Item 1.01 Entry into a Material Definitive Agreement.
On January 18, 2022, Nexien BioPharma, Inc. (the "Company") entered into a note
purchase agreement with Quick Capital, LLC, a Wyoming limited liability company
("Quick Capital"), pursuant to which the Company issued Quick Capital a
twelve-month convertible promissory note in the principal amount of $170,454
(the "Note") for a $150,000 investment, which included an original issuance
discount of 12%. In connection with the Note issuance, Quick Capital was also
issued 500,000 restricted shares of the Company's common stock and a three-year
warrant (the "Warrant") to purchase up to an aggregate of 347,512 restricted
shares of the Company's common stock at an exercise price of $0.075 per share
(the "Warrant Shares").
Quick Capital is entitled to a cash payment of $20,000 as liquidated damages for
any failure to include all shares issuable upon the conversion of the Note (the
"Conversion Shares") and the Warrant Shares on any registration statement filed
with the Securities and Exchange Commission. For twelve months following the
issuance of the Quick Note, Quick Capital will have the right of first refusal
to participate in future financings proposed to the Company by bonafide third
parties on the same terms as such third parties and participation rights to
purchase up to $1,000,000 of securities in other offerings, subject to certain
exceptions.
The Note is convertible into shares of common stock at a conversion price of
$0.035 per share. If delivery of the Conversion Shares is not timely made, the
Company is obligated to pay Quick Capital $1,000 for each day that the delivery
is late as liquidated damages. The conversion price of the Note will be reduced
if the Company issues common stock or grants derivative securities for
consideration at a price less than the conversion price to the amount of the
consideration of such dilutive issuance. The Note may be prepaid at any time
within the first six months at 130% of face value. Thereafter, the Note can only
be prepaid at Quick Capital's discretion.
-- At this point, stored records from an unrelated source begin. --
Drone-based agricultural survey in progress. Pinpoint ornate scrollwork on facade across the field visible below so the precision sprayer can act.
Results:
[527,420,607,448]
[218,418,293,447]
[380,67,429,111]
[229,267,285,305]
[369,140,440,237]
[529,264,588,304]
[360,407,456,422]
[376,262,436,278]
If the Company makes a distribution of its assets, Quick Capital will be
entitled to receive the amount of such assets which would have been payable had
Quick Capital been the holder of such shares on the record date for such
distribution. If the Company issues convertible securities or rights to purchase
securities or other property pro rata to its shareholders, Quick Capital will be
entitled to acquire such securities or rights upon the same terms as if Quick
Capital had converted the Note.
The Note also contains certain restrictive covenants limiting the Company's
ability to make distributions or dividends, repurchase its securities, incur
debt, sell assets, make loans, or engage in exchange offers.
If an event of default (as described in the Note) occurs, the Note will become
immediately due and payable in an amount equal to 150% of the then outstanding
principal amount of the Note plus any interest or amounts owing to Quick
Capital.
The Warrant provides, among other things, that if the Warrant Shares are not
timely delivered, the Company will be obligated to pay $2,000 per day as
liquidated damages. If there is no effective registration statement covering the
Warrant Shares, Quick Capital may exercise the Warrant on a cashless basis in
accordance with the terms of the Warrant. The exercise price and number of
Warrant Shares are subject to adjustment in the event of certain corporate
actions as described in the Warrant, including stock dividends, distributions,
stock splits and dilutive issuances. Upon the occurrence of certain fundamental
transactions including mergers, the sale of all of the Company's assets and
tender offers, Quick Capital will be entitled to alternative consideration
related to those transactions.
The Note may not be converted and the Warrant may not be exercised if after
giving effect to such conversion or exercise, as the case may be, Quick Capital
and its affiliates would beneficially own more than 9.99% of the outstanding
common stock of the Company.
On or after May 7, 2022 and upon the mutual agreement of the Company and Quick
Capital, Quick Capital may purchase additional note(s) in an aggregate amount
not to exceed $350,000 on similar terms.
In connection with this transaction, the Company issued, as a consulting fee, a
one-year warrant to purchase 2,250,000 restricted shares of the Company's common
stock at an exercise price of $0.001 per share to One Eyed Jack Enterprises LLC.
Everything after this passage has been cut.